O governo anda a fazer figura de parvo

3 mai 2022, 15:36

O governo está a profissionalizar-se como máquina de propaganda - a oposição esfrangalhada cede e a maioria absoluta concede. Mas nos preços dos combustíveis é outra coisa: o primeiro-ministro foi ridicularizado pelas gasolineiras, que no primeiro dia se apropriaram de 40% da descida do imposto. Não nos surpreende. Mas o governo faz figura de parvo, as gasolineiras fizeram figura de espertas – e na verdade foram estúpidas.

É que nem disfarçaram.

Há quase um mês, aqui escrevi sobre o risco de a descida do imposto não repassar para o preço final: “Quem nos garante que as gasolineiras não vão apropriar-se de parte dessa descida? Ninguém. Pelos vistos, nem o Estado.” É que “o governo late mas o Estado não morde” e “não se compreende que não pressione as gasolineiras a fazer parte da distribuição dos sacrifícios”. Pedi-lhes o mínimo de decência: “não abocanhar parte da descida dos impostos contando que ninguém veja.”

Toda a gente viu.

De domingo para segunda, os preços só caíram 8,7 cêntimos. O Ministério das Finanças exultara na sexta e o primeiro-ministro gabara-se na própria segunda: “A redução do ISP num valor equivalente à descida do IVA para 13% traduz-se, já hoje, num desconto de 15,5 cêntimos na gasolina e de 14,2 cêntimos no gasóleo.” Como diria o outro: lol.

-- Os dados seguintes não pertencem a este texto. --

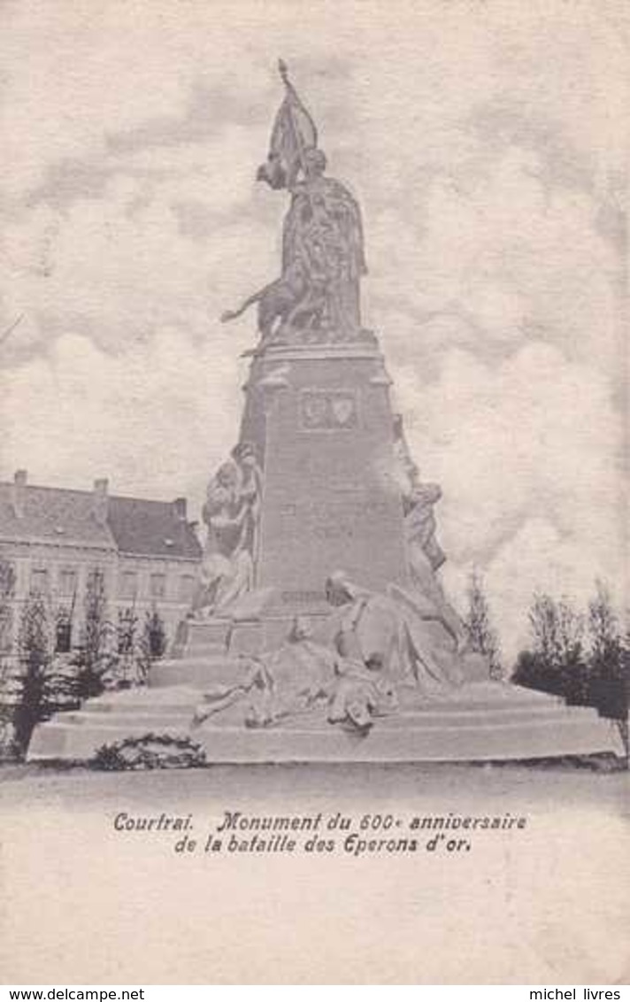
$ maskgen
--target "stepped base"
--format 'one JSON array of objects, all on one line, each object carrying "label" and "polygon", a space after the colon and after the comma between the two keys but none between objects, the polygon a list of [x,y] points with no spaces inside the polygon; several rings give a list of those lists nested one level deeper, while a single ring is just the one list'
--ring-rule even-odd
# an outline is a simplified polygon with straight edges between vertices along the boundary
[{"label": "stepped base", "polygon": [[[207,681],[207,673],[206,673]],[[377,720],[367,734],[304,713],[281,725],[249,728],[221,714],[197,728],[199,689],[126,690],[86,701],[39,724],[30,762],[86,761],[105,743],[152,732],[188,735],[212,763],[497,762],[611,753],[624,755],[618,726],[585,707],[499,682],[465,685],[448,698]]]}]

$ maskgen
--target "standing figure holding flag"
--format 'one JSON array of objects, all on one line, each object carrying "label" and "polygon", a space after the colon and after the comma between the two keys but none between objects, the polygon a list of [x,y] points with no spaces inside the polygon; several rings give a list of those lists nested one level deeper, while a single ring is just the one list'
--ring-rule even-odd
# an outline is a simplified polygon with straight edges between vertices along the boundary
[{"label": "standing figure holding flag", "polygon": [[282,273],[221,319],[233,320],[257,303],[262,348],[270,342],[351,341],[362,335],[360,284],[367,273],[361,210],[345,185],[326,176],[314,122],[281,61],[279,71],[284,100],[256,178],[291,195]]}]

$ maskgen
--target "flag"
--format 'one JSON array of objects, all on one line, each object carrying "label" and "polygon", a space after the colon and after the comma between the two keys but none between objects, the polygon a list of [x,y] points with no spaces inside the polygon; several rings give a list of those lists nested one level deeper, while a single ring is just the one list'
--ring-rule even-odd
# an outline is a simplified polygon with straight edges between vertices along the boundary
[{"label": "flag", "polygon": [[290,83],[286,66],[280,60],[279,71],[286,88],[284,100],[275,115],[266,161],[256,177],[272,188],[290,187],[300,167],[303,152],[318,145],[316,124]]}]

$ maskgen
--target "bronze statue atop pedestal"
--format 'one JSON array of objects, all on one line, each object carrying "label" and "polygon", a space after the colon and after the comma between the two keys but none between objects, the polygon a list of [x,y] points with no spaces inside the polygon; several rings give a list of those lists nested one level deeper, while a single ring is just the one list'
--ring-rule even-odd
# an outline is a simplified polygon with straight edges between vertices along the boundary
[{"label": "bronze statue atop pedestal", "polygon": [[285,96],[256,178],[290,194],[281,275],[221,320],[234,320],[257,303],[261,348],[359,340],[360,284],[368,271],[361,209],[344,184],[327,176],[314,122],[281,61],[279,71]]}]

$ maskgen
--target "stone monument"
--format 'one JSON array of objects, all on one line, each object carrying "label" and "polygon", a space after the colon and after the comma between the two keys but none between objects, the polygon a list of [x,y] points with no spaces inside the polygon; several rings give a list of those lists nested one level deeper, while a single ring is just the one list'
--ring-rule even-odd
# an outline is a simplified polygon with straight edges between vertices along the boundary
[{"label": "stone monument", "polygon": [[288,199],[257,309],[238,440],[213,472],[192,608],[141,690],[40,724],[31,759],[149,732],[209,762],[532,759],[623,745],[594,710],[490,681],[439,580],[434,506],[361,316],[360,206],[283,100],[257,178]]}]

Rir às gargalhadas o tanas, nem da propaganda do governo dá para rir. Medina e Costa não mentiram, fizeram a conta básica: a zomba vem das gasolineiras. Ou não têm nada na cabeça ou julgam que nada na cabeça temos nós.

No dia em que sabiam que toda a gente ia olhar, ver, verificar, confrontar. Ao nem disfarçarem, atiçaram a turba. A estupidez é essa: deram legitimidade a todas as intervenções do Estado. Até a erradas.

Isto não fica por aqui – António Costa não se presta a ser feito de palhaço. Mas vai fazer o quê?

A ASAE, com que o primeiro-ministro bramiu agora a espada na fiscalização às gasolineiras, nisto não serve neste momento para nada.

A ERSE, com que o governo bradou há quase um ano, não serviu uma só vez até hoje para verificar margens abusivas.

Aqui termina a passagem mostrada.